Removing duplicated records can be cumbersome. When collating bibliographic records from multiple literature databases both the total number of records and the proportion of duplicates can be high making manual removal of duplicates extremely time-consuming. Manual resolution of each set of potentially duplicated records is required when using reference managers such as Zotero or EndNote, and especially a screening platform Rayyan (note that deduplication algorithms available in all these are reasonably good at detecting (flagging) duplicating records (exact and non-exact duplicates), but not perfect, so combining different approaches is recommended anyway).
Here, I present an efficient workflow in which records from multiple sources (literature databases) are combined in Rayyan (https://rayyan.ai/), then automatically deduplicated using an R script (www.r-project.org), and finally uploaded into Rayyan again for the final round of deduplication and screening. Importantly, apart from Rayyan and R no other software is needed (but, at any stage, you can import/export lists of records into your reference manager to see the records or convert file formats). I assume you are already quite familiar with Rayyan and R.
The workflow:
1. Gather the bibliographic files.
Download lists of bibliographic references (with abstracts) from databases used to run the literature searches. Most of the time, exporting thema as a .ris file would work best. Rayyan has guidelines for the most commonly used databases on its upload page (see the screenshot below).
Create a new project in Rayyan and upload all files into it. This will create a combined list of records.
3. Run deduplication algorithm in Rayan (optional).
This will give you an idea on how many duplicated records you have in the combined set of records (if less <200 you may want to resolve them manually in Rayyan). To run the algorithm, press a “Detect duplicates” button close to the top right corner of the view with the list of combined references in Rayyan.
This will create one .csv with all references in the same format. To export the records, press a “Export” button close to the top right corner of the view with the list of combined references in Rayyan. In the pop-up window select “All” and “CSV” format (you can include all the fields listed below these options). Note that Rayyan will send you a link via email to download a compressed file. After decompressing, rename the .csv file to something usable (e.g., "FILENAME.csv") and place it in your R project folder.
Load the R packages needed:
library(tidyverse) # https://www.tidyverse.org/
library(synthesisr) # https://CRAN.R-project.org/package=synthesisr
library(revtools) # https://revtools.net/
dat <- read.csv("FILENAME.csv") #load the file
dim(dat) #see the initial number of uploaded references
6. Prepare data for deduplication in R.
We will deduplicate by comparing titles. Before doing so, it is good to tidy them up by bring them to the same case, removing extra white spaces and punctuation.
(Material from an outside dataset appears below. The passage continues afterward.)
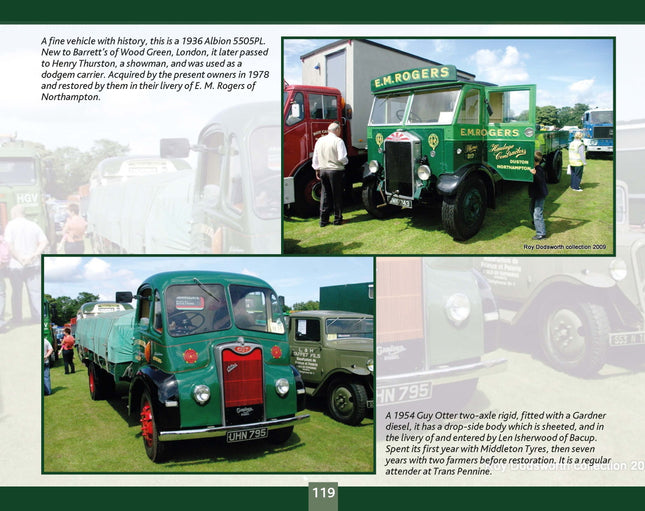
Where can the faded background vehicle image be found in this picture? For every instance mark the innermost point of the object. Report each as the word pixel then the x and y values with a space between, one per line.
pixel 436 321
We save these “processed” titles in a new column.
dat$title2 <- stringr::str_replace_all(dat$title,"[:punct:]","") %>% str_replace_all(.,"[ ]+", " ") %>% tolower() # Removing all punctuation and extra white spaces
7. Remove exact title matches in R.
This step uses processed titles to create a new smaller list of references with exact duplicates removed. It will save computational time for the next step (detection of non-exact duplicates).
dat2 <- distinct(dat, title2, .keep_all = TRUE) #reduce to records with unique titles
(removes exact duplicates)
dim(dat2) #see the new number of records
#View(arrange(dat2, title2)$title2) #an optional visual check - sorted titles
8. Deduplicate by fuzzy matching the remaining titles in R.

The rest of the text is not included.